ALERTCalifornia provides state-of-the-art technology that supports data-driven decisions to prepare for, respond to, and recover from natural disasters.
Based at the University of California San Diego, ALERTCalifornia is a public safety program working to understand wildfires and other natural hazards and determine short and long-term impacts on people and the environment to inform management decisions.
The state-focused program manages a network of more than 1,080 monitoring cameras and sensor arrays (as of June 2024), and collects data that provides actionable, real-time information to inform public safety. In addition to the camera network, and in response to increasingly frequent and severe climate-driven disasters, ALERTCalifornia is prioritizing novel data collection and research. These data are open-source and are shared with fellow institutions and partners.
Advanced technology offers fresh insight into the cascading disasters associated with wildfires, such as post-fire debris flows, floods, and erosion. These data will lead to a greater understanding of natural disasters and their long-term pacts on air, water, and soil quality as well as human health in California.

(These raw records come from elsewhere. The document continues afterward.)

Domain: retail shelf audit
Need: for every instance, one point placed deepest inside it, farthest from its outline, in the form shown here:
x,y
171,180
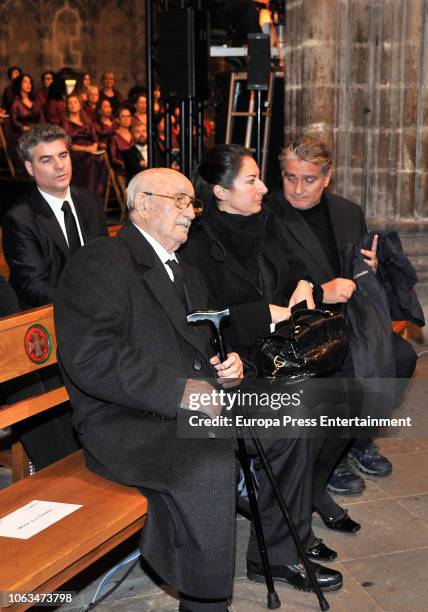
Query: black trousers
x,y
405,364
289,460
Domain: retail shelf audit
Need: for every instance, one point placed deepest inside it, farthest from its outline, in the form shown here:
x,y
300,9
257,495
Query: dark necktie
x,y
71,228
178,278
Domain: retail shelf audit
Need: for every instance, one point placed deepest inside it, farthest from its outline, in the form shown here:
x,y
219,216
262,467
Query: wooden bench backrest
x,y
28,344
109,513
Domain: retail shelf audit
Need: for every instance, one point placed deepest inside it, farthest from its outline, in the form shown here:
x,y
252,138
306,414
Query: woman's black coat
x,y
230,285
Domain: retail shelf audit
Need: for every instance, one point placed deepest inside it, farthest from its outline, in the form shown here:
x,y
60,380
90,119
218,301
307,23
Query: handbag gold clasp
x,y
279,362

ALERTCalifornia’s multidisciplinary team is based at UC San Diego’s Jacobs School of Engineering, Qualcomm Institute, and Scripps Institution of Oceanography. The program also works closely with partners across the state.
In 2023, CAL FIRE, ALERTCalifornia, and industry partner DigitalPath developed a new AI system that provides early wildfire confirmation and actionable real-time data to quickly scale fire resources, helps evacuations through enhanced situational awareness, and monitors fire behavior. The AI platform is a new tool in the toolbox and allows data to drive firefighting decisions, which saves lives, protects habitats, and infrastructure. In its first season, the AI platform was utilized in all 21 CAL FIRE Dispatch Centers and detected over 1,200 fires across California, beating 911 call reporting over 30% of the time. It is especially effective in spotting anomalies in remote locations and is proven effective at night.